DISCLAIMER: This piece was intended to be humorous and should not be taken seriously. Any resemblance to real people or events is purely coincidental.

Involvement-Addict Allen
Allegheny’s the kind of school where practically everyone gets involved in some kind of extra-curricular activity. But sometimes it gets out of hand. Everyone has a breaking point, and Involvement-Addict Allen is an example of someone who has failed to properly identify his own. After he connected so well with the members of Association for the Advancement of Black Culture, he couldn’t wait to join another club and make even more friends. So he joined the Grounds For Change board. Then he figured he’d better balance out his social activity with some political involvement and joined the College Democrats. He added violin lessons to try and refresh the musical skills he had in high school and he’s already preparing to pledge a fraternity at the start of next spring. Now he won’t even have time to write for the college newspaper, his original goal when he was applying to schools. Watch out, Allen – if you don’t cut back, you’re headed straight for a first-degree meltdown of the mental variety.

“Let’s Hang Out” Holly
Holly looooooves college. She can’t get over how awesome it is that she has twenty new girlfriends all living on her floor in Brooks. If she ever gets lonely and wants to have a conversation, she can just walk right next door and see what her neighbors are up to! So every time she finds herself with nothing to do, Hang-Out Holly scouts out acquaintances and suggests an activity: lunch at McKinley’s, shopping at Wal-Mart, watching movies in her room. It’s so easy to socialize here at college that Holly soon forgets to make time for herself and now she has 20+ different people texting her a day, asking her to hang out. It won’t be long before Holly suffers from a syndrome known as Human-Interaction Overload.

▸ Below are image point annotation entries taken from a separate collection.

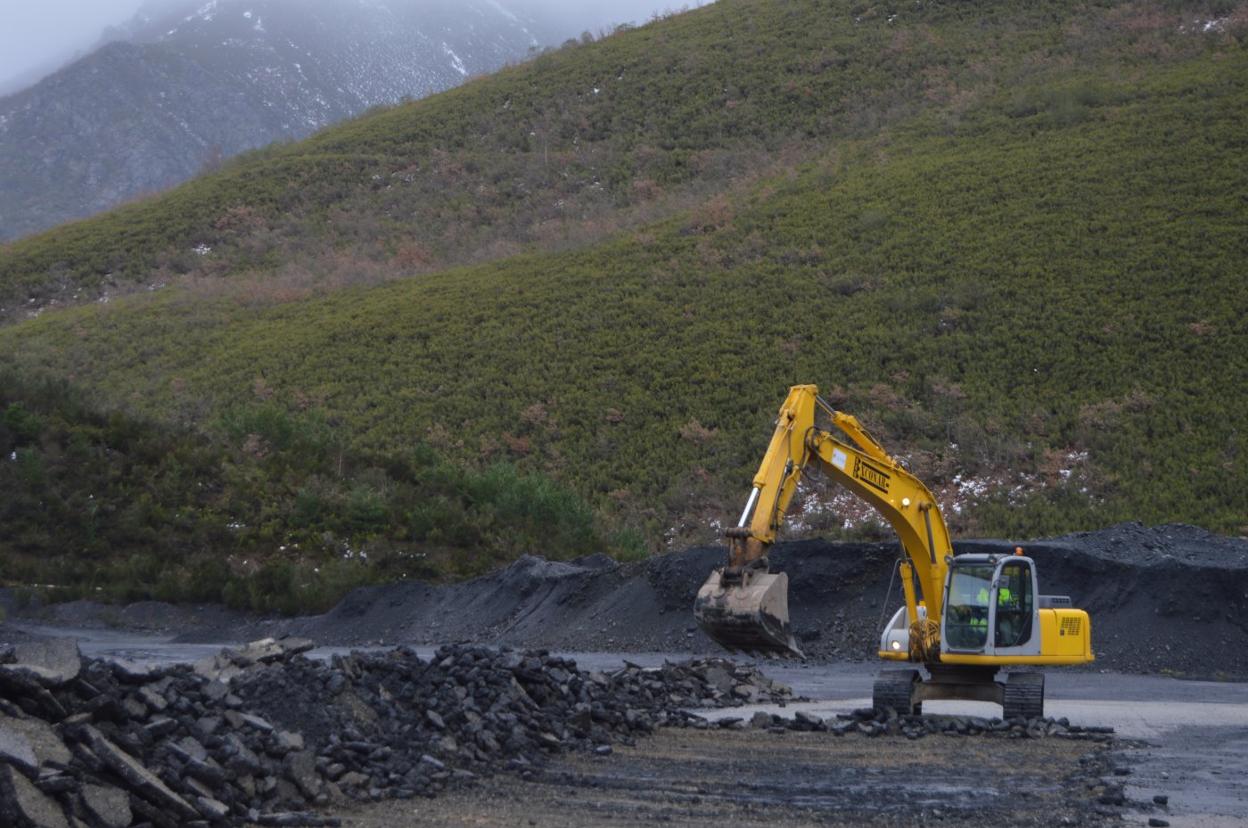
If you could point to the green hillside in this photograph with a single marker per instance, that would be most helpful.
(1009, 236)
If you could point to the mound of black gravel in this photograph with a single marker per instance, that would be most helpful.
(1167, 598)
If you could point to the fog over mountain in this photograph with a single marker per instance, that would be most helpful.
(39, 36)
(181, 85)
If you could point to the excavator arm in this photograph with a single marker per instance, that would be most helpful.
(744, 606)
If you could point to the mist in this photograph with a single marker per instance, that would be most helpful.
(39, 36)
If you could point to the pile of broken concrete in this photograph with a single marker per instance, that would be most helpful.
(267, 736)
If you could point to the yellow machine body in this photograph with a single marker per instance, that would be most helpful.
(741, 606)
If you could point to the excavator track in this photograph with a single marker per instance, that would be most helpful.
(1023, 696)
(895, 690)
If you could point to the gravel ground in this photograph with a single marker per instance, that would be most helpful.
(1163, 600)
(758, 778)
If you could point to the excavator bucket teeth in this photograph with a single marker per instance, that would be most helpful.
(751, 616)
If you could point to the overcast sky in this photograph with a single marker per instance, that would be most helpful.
(38, 36)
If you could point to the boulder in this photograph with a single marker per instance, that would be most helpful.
(137, 778)
(107, 806)
(28, 743)
(24, 806)
(49, 661)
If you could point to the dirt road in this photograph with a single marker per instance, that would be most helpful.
(759, 778)
(1192, 747)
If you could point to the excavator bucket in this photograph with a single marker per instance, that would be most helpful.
(750, 616)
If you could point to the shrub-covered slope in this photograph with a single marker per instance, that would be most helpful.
(1032, 290)
(579, 142)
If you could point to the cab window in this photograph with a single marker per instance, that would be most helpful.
(1014, 606)
(966, 615)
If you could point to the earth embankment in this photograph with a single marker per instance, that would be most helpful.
(1168, 598)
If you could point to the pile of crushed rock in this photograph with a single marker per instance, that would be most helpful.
(872, 723)
(266, 736)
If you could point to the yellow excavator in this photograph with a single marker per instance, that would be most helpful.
(966, 617)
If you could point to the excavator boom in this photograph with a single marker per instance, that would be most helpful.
(744, 606)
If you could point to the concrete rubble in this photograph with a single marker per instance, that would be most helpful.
(262, 734)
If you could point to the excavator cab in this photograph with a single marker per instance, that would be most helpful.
(991, 606)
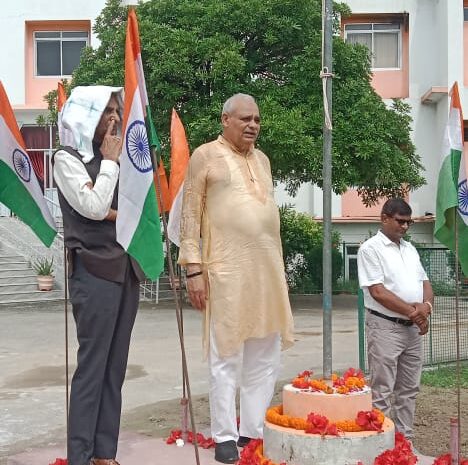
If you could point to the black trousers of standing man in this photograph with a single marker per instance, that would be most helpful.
(104, 313)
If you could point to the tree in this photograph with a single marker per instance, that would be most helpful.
(196, 53)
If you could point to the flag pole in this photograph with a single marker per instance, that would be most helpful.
(457, 338)
(65, 280)
(178, 309)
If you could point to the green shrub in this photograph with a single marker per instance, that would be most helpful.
(43, 266)
(302, 239)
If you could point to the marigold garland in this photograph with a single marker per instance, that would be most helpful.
(402, 454)
(351, 381)
(370, 421)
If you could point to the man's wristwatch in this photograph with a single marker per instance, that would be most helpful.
(430, 306)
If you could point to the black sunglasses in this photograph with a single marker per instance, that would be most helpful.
(402, 222)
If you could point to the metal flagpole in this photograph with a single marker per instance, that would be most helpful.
(67, 397)
(326, 75)
(178, 310)
(456, 455)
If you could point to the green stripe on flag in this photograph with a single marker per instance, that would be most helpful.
(16, 197)
(146, 244)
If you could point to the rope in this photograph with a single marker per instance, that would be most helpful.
(325, 75)
(178, 311)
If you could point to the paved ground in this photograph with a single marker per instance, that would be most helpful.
(32, 367)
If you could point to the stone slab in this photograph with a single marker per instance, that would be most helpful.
(299, 448)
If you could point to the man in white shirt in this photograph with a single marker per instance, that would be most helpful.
(398, 297)
(103, 279)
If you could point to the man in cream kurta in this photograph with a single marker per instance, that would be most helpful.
(238, 277)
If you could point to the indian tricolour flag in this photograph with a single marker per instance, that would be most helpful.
(19, 188)
(138, 225)
(452, 188)
(65, 135)
(180, 155)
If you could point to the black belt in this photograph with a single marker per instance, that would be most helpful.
(400, 321)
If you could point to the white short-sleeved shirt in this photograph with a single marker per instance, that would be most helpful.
(398, 268)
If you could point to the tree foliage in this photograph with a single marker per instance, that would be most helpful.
(197, 53)
(302, 240)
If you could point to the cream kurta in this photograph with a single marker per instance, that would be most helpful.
(229, 203)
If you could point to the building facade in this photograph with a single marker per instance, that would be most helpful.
(418, 52)
(419, 49)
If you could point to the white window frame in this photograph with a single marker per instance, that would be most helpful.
(380, 31)
(58, 39)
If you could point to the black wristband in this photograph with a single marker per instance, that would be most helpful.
(192, 275)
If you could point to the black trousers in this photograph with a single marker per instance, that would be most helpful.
(104, 313)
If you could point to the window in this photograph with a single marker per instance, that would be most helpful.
(57, 52)
(382, 39)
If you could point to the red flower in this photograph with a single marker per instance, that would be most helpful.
(318, 424)
(203, 442)
(370, 421)
(300, 383)
(352, 372)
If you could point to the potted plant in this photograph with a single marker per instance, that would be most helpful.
(44, 269)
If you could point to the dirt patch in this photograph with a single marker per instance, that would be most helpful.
(434, 408)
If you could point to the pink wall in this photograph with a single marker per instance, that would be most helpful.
(388, 84)
(37, 87)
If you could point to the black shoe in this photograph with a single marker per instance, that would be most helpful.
(243, 441)
(226, 452)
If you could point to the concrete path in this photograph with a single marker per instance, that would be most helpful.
(135, 450)
(32, 372)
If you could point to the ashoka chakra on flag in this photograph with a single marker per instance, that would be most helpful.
(138, 147)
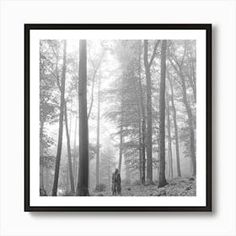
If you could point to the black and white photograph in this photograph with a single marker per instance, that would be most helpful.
(116, 116)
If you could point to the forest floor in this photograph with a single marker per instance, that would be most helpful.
(175, 187)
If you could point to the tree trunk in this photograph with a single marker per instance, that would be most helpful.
(169, 139)
(162, 178)
(176, 130)
(74, 153)
(82, 186)
(60, 135)
(190, 124)
(142, 121)
(149, 113)
(121, 143)
(72, 185)
(98, 135)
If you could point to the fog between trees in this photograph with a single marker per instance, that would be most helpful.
(126, 104)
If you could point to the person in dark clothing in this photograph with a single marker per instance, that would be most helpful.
(116, 183)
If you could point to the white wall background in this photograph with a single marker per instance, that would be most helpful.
(14, 221)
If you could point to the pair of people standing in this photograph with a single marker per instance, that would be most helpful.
(116, 183)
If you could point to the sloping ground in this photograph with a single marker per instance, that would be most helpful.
(175, 187)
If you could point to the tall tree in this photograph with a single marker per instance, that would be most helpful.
(162, 178)
(72, 185)
(178, 65)
(169, 136)
(175, 129)
(82, 186)
(98, 133)
(60, 135)
(147, 65)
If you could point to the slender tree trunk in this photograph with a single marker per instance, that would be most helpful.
(176, 130)
(121, 129)
(60, 135)
(149, 113)
(41, 155)
(162, 178)
(142, 120)
(190, 124)
(72, 185)
(169, 139)
(140, 149)
(121, 143)
(74, 149)
(98, 136)
(83, 175)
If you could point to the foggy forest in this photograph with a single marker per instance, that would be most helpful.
(117, 117)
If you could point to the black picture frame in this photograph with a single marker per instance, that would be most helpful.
(207, 28)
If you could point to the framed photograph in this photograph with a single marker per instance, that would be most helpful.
(118, 117)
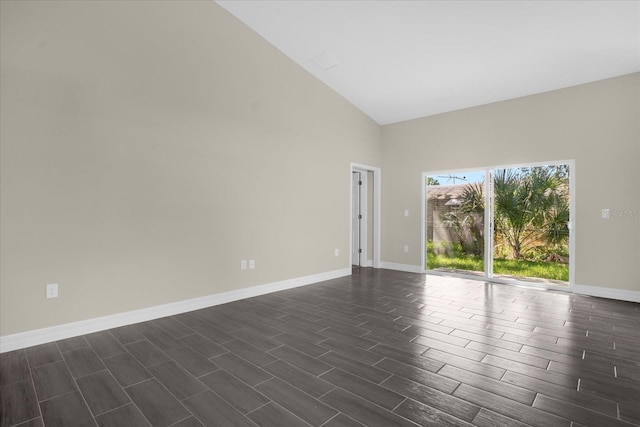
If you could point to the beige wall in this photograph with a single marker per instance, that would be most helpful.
(148, 147)
(597, 125)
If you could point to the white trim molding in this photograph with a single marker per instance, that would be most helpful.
(402, 267)
(611, 293)
(69, 330)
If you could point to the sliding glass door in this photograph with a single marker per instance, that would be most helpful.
(501, 223)
(455, 222)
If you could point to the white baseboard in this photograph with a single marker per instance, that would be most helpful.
(598, 291)
(69, 330)
(401, 267)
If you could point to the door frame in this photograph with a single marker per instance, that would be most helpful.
(488, 273)
(377, 179)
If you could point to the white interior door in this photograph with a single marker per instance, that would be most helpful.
(356, 218)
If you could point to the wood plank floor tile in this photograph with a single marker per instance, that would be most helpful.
(102, 392)
(156, 403)
(212, 411)
(377, 348)
(296, 401)
(67, 410)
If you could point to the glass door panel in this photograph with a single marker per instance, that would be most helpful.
(531, 223)
(455, 231)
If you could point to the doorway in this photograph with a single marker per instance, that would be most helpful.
(511, 224)
(365, 216)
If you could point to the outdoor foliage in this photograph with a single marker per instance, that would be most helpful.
(531, 229)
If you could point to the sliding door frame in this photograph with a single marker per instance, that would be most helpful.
(488, 224)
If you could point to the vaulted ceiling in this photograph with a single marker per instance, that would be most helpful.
(399, 60)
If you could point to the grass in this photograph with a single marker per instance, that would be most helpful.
(519, 268)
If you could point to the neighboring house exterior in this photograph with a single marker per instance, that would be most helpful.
(443, 199)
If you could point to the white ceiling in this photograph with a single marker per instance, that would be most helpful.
(399, 60)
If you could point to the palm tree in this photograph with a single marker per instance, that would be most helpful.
(531, 206)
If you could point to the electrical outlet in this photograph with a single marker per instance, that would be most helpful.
(52, 290)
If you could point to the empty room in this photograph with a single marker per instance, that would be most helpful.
(319, 213)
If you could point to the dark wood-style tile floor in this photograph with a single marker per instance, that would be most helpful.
(379, 348)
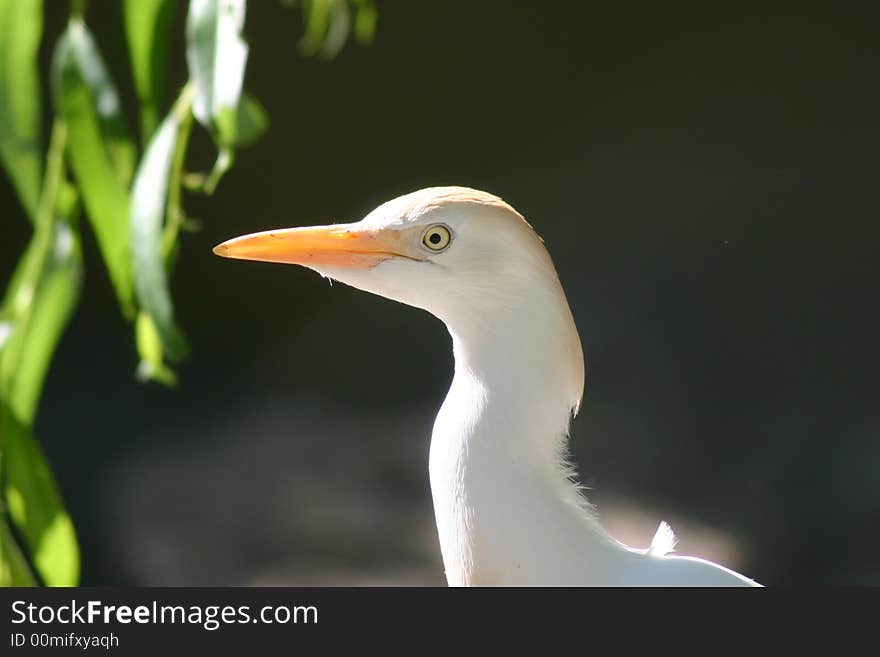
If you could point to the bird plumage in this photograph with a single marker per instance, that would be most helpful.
(507, 505)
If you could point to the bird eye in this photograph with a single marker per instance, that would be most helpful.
(437, 237)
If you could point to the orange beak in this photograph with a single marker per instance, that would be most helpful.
(341, 245)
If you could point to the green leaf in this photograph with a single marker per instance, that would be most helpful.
(21, 26)
(81, 57)
(42, 294)
(35, 316)
(149, 194)
(34, 505)
(366, 17)
(147, 25)
(96, 150)
(216, 55)
(149, 345)
(14, 568)
(328, 24)
(251, 122)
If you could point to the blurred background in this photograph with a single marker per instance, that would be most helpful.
(706, 180)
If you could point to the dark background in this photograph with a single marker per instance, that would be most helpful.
(706, 180)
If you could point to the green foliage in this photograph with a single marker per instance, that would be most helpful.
(100, 152)
(21, 26)
(328, 24)
(132, 203)
(147, 33)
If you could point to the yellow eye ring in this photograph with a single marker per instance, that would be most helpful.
(437, 237)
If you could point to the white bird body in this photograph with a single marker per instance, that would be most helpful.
(507, 507)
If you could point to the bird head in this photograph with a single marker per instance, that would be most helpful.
(452, 251)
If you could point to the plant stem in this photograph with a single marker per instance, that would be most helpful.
(174, 214)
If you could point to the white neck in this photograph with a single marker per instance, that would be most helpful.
(506, 509)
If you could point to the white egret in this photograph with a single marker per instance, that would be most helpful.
(506, 503)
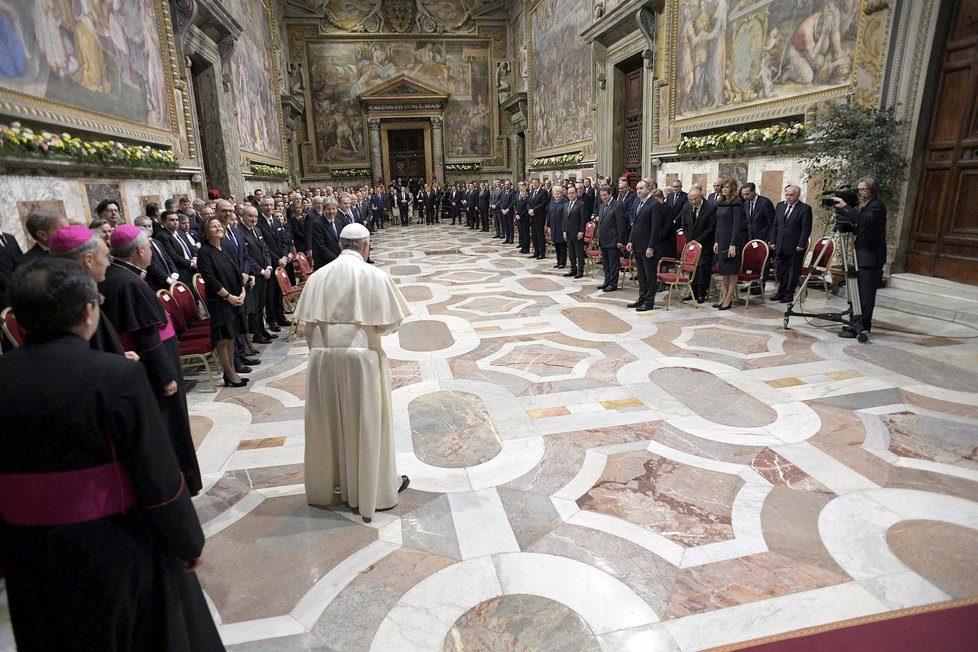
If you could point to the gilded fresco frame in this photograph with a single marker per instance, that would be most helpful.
(248, 156)
(59, 115)
(301, 36)
(772, 109)
(586, 145)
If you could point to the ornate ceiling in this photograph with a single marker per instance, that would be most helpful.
(395, 16)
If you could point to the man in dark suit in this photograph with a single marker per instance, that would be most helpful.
(180, 254)
(275, 239)
(262, 267)
(325, 235)
(677, 198)
(10, 257)
(536, 209)
(41, 227)
(714, 196)
(645, 233)
(870, 227)
(612, 233)
(789, 241)
(699, 221)
(507, 202)
(588, 195)
(161, 271)
(759, 213)
(574, 223)
(485, 200)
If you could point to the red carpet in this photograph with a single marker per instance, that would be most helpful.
(945, 627)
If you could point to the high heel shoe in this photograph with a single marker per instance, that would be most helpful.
(240, 383)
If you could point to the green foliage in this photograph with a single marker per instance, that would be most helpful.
(853, 142)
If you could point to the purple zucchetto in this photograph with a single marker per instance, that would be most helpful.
(123, 235)
(69, 238)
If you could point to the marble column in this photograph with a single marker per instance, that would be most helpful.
(519, 157)
(376, 155)
(438, 149)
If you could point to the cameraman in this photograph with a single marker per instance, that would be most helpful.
(869, 225)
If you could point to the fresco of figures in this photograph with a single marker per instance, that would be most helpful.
(739, 52)
(255, 80)
(339, 71)
(560, 74)
(102, 56)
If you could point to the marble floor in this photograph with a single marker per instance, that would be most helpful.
(585, 477)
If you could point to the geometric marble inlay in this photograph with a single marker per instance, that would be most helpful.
(452, 430)
(520, 622)
(688, 505)
(541, 360)
(596, 320)
(727, 405)
(425, 335)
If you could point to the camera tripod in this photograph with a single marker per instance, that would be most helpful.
(851, 317)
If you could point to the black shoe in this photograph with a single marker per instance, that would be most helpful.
(240, 383)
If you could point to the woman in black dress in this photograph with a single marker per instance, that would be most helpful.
(225, 296)
(731, 236)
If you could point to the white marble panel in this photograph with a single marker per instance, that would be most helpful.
(314, 602)
(423, 615)
(773, 616)
(481, 524)
(581, 587)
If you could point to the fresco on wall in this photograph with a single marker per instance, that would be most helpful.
(741, 52)
(101, 56)
(339, 71)
(560, 75)
(255, 80)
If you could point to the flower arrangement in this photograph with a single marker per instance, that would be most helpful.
(463, 167)
(16, 140)
(272, 171)
(559, 161)
(350, 172)
(775, 134)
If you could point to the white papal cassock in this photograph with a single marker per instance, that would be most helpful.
(346, 307)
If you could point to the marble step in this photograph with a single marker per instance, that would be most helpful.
(936, 306)
(932, 285)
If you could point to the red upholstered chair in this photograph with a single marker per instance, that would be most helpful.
(290, 295)
(674, 272)
(195, 350)
(199, 289)
(680, 240)
(821, 256)
(11, 329)
(592, 248)
(752, 266)
(188, 305)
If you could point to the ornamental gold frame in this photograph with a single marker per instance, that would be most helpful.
(60, 115)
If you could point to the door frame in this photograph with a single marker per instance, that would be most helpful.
(398, 125)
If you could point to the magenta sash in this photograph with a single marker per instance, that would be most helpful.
(65, 497)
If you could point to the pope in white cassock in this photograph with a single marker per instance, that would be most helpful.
(346, 307)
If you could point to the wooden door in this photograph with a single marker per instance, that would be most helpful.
(632, 146)
(406, 149)
(944, 237)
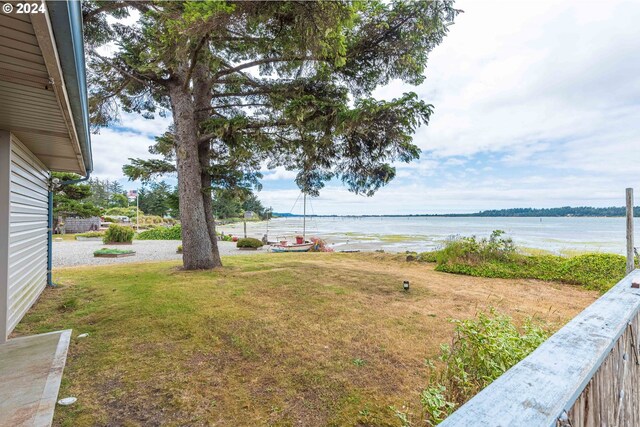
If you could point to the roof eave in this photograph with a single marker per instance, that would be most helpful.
(66, 22)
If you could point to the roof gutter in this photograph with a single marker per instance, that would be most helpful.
(66, 21)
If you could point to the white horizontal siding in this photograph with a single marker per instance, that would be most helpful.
(28, 210)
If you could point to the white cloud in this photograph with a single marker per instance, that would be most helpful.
(113, 146)
(536, 104)
(278, 173)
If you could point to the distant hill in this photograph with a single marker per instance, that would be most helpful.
(580, 211)
(563, 211)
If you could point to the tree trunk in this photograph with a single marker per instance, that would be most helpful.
(196, 242)
(202, 100)
(208, 202)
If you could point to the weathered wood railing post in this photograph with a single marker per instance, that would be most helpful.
(630, 254)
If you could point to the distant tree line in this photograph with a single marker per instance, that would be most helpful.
(562, 211)
(97, 196)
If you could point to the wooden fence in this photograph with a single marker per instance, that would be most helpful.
(586, 374)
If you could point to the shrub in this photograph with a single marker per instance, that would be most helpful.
(474, 250)
(118, 234)
(129, 212)
(497, 257)
(91, 234)
(483, 349)
(110, 251)
(162, 233)
(249, 242)
(150, 220)
(594, 271)
(431, 256)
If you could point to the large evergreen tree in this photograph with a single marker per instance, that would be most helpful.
(288, 83)
(72, 199)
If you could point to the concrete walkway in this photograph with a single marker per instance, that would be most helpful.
(31, 370)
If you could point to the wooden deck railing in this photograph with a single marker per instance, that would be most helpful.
(586, 374)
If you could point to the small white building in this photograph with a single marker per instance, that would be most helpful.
(44, 127)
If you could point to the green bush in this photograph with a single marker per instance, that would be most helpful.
(498, 258)
(431, 256)
(91, 234)
(118, 234)
(162, 233)
(483, 348)
(130, 212)
(249, 242)
(472, 249)
(110, 251)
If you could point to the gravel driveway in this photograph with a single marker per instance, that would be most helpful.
(71, 253)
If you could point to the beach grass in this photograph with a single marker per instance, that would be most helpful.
(273, 339)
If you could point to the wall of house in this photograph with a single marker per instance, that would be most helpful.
(81, 225)
(23, 259)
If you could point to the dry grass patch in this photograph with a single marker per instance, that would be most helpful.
(273, 339)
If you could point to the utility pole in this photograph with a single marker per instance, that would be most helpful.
(304, 218)
(630, 246)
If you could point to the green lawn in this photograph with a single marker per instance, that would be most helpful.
(273, 339)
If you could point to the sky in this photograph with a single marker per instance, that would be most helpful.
(537, 104)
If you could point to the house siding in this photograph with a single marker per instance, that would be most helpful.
(27, 251)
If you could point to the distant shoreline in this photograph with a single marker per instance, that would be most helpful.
(562, 212)
(276, 216)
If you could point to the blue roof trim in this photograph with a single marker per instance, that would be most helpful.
(66, 20)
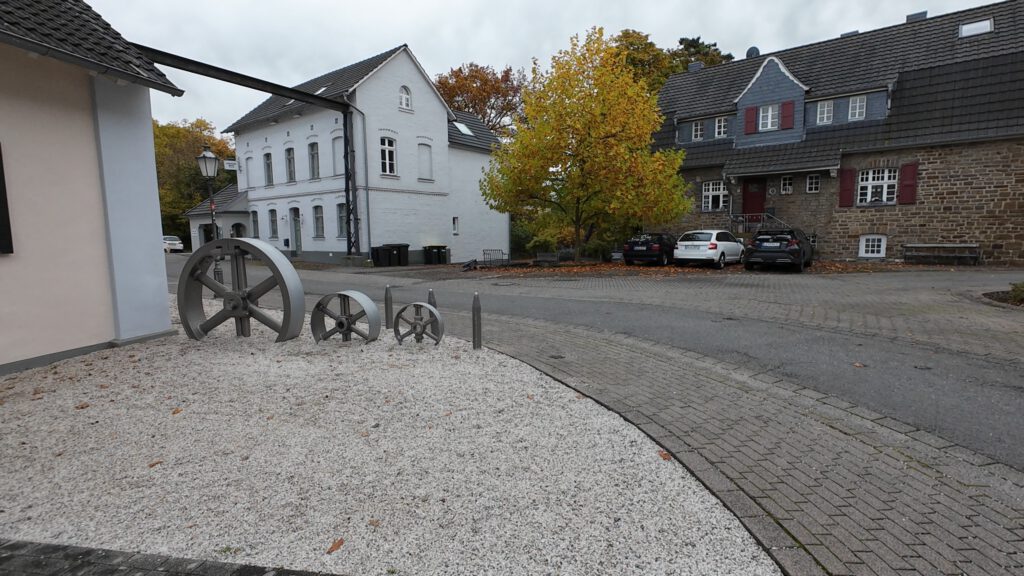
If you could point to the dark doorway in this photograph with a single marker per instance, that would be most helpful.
(754, 198)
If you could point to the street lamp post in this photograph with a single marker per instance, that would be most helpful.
(208, 163)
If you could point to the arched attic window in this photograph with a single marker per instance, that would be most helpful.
(404, 98)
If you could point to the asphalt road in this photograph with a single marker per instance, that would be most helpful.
(965, 398)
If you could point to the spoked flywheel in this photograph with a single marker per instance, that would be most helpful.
(354, 314)
(241, 300)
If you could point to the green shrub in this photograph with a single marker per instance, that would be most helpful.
(1017, 293)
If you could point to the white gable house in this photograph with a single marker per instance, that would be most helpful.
(411, 175)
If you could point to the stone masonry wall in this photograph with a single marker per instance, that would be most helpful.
(966, 194)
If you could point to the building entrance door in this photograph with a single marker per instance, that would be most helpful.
(296, 231)
(754, 199)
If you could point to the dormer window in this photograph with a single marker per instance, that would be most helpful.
(976, 28)
(768, 118)
(404, 98)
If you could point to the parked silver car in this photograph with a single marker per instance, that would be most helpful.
(716, 247)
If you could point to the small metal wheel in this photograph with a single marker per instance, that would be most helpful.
(426, 321)
(345, 321)
(241, 301)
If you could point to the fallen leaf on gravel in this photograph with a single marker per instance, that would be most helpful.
(337, 544)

Hopefully, she’ll learn that there is more to the freedom of college than being able to spend time with people every waking moment. The other side is being able to choose what you want to do – and that doesn’t always have to involve other people.

Marvin the Mooch
He seemed like a super cool guy to begin with, but now all of Marvin’s new college friends flinch when he draws near. “Let’s order some Vocelli’s,” Marvin suggests innocently, and his roommate manages an awkward cough and lies about his other plans. You see, Marvin has slipped into the mooch-like routine many first-year students often can’t avoid when they’re exposed to the welcoming atmosphere of college. It’s totally understandable. After all, what was Marvin supposed to think when he showed up at his first party and was presented with a warm greeting, a slice of pizza and a nice cold drink? The party host handed over that pizza with the same warm friendliness possessed by a mailman delivering a well-deserved package to someone on his regular route. And it was history: now, Marvin consistently behaves as though he is entitled to more than he really deserves. Hopefully he’ll adapt to the give-and-take structure of basic college etiquette and start pulling his own weight soon.

Fiona Far Away
College is an exciting time, full of new adventures and experiences — like road trips. Fiona, originally from the Pittsburgh area, was the only one of her close high school friends to come to Allegheny. This hasn’t turned out to be nearly as nerve-wracking as she’d expected; she’s made friends with a number of girls on her floor and has even bonded with the members of the rugby team, which she hopes to join next fall. However, Fiona is so generally intrigued by college atmosphere that she longs to see what other schools have to offer. So she plans a solo road trip for one of the first weekends to visit one of her best friends, who attends Slippery Rock. Before she knows it, Fiona has caught the “college-hopping” bug. She visits two more colleges that month of September, and soon begins to feel weighed down and tired from all the hours of driving and “catch-up” time when she returns to home base. The visits are always fun, but Fiona doesn’t yet understand that she’d enjoy them far more in moderation. Ideally, Fiona will cut back on her trips off campus so she can start fully absorbing her Allegheny experience and not feel so ‘far away.’